When the wood on the inside of the oak barrels begins to burn, several things happen on a microscopic level that play important roles in the whiskey aging process. The char works four compounds within the wood: lactones, tannins, lignin, and hemicellulose. Each of these compounds bring a combination of sugars, wood, toffee, and vanilla notes to the finished spirit (via Rabbit Hole Distillery). The four compounds perform different functions and are either heightened (hemicellulose) or toned down (tannins) depending on the level of charring.

According to VinePair, char levels for barrels bound for bourbon-dom are categorized using a numbered scale, with  one through four being the most common. Each level coincides with the amount of time the barrels are burned for. Number One is a fifteen-second char, Two is thirty, Three is thirty-five, and Four, called the alligator char for it's scaly appearance, burns for fifty-five seconds. Most barrels are not charred for more than a minute, though some cooperages, at the request of distillers, developed a Number Seven char which burns for three and a half minutes. The greater the char, the more impact the wood will have on the bourbon's color and flavor. The higher char levels open the wood up and allow the spirit to interact with a wide surface area of both charred and uncharred parts of the barrel, leading to a more complex flavor.

Toasting vs charring

Toasting is an important part of the barrel-making process. According to Whiskey Advocate, the initial toast occurs when the coopers heat the staves of the barrel to make them more pliable to shape. This is achieved with fire that lightly toasts the face of the wood, beginning the process of turning the hemicellulose into sugars. This prime toast is short, because the barrel is not yet locked together, and heating the staves for too long will weaken the structural integrity of the finished barrel.

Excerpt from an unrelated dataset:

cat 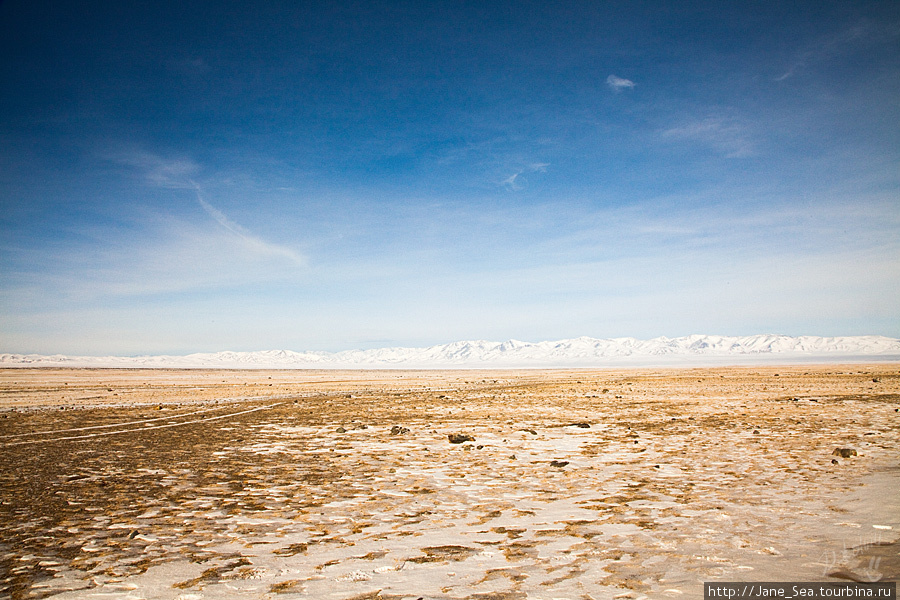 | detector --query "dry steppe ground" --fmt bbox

Though toasting is the beginning of the charring process, it does not oxidize the barrel enough for it to be considered charred. It allows the flavors and characteristics of the wood to begin opening up without causing any unwanted damage to the wood itself, per Distiller. There are levels of pre-toasting in much the same way there are levels of char. Before reaching the Number One char, two levels of Heavy Toasting occur. Heavy Toast One leaves a light brown sheen and Heavy Toast Two darkens the wood just enough to be considered a light char (per Difford's Guide). Regardless of the level at which distillers prefer their char, the fact is that toasting and charring the barrels are an essential component in the flavor definition of American whiskey.